Benimkiler TRTci bir aile. Annem prodüktör, babam yayın şefiydi. Babam çok güzel fotoğraf çekerdi, sanata eğilimliydi. Fakat memuriyetin ve 2 çocuk büyütmenin getirdiği maddi zorluklar vardı. Dolayısıyla o sanatçı tarafını hiç çıkarmadı.

Annem de emekli olduktan sonra yağlı boya yaptı. Çok güzel hikayeleri vardır.

İkisi de sanata düşkünlerdi. Zaten o dönemde yani ilk TRT kurulduğunda giren insanlar şairler, ressamlar… Hep öyle bir kadro varmış TRT’de.

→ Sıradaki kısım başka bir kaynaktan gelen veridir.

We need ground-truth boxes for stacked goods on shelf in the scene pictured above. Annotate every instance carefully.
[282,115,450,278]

Çoluk çocuk derken zamanla sıradanlaşan hayatlar… Ama hayat öyle bir şekilde yol alıyor ki engel olamıyorsun.

Eğitim, kariyer nasıl ilerledi?

9 Eylül Üniversitesi Sinema Televizyon/Senaryo Yazarlığı bölümünü bitirdim. Üniversitede okurken TRT’de müzik programları hazırladım, seslendirme yaptım. Okul bittikten sonra Amerika’ya gittim.

Cebimde sadece 500 Euro var, memur aile… Çocuk bakıcılığı yaptım.  Bridgit Mendler’a bakmıştım, daha sonra ünlü oldu hatta.

Çocuk bakıcılığı sonrası garsonluk yaptım. Sonra müdür yardımcısı oldum, Washington DC’deydim. Ardından New York’a taşındım, orada müdürlük yaptım. New School’dan dersler aldım.

İlginç bir evlilik hikayem var, o apayrı… Evlendim, kızım oldu. Daha sonra Londra, Belçika, Dubai, Ankara, İstanbul… Eski eşimin işi nedeniyle 10 yıl içerisinde 5 ülkeyi devirdim.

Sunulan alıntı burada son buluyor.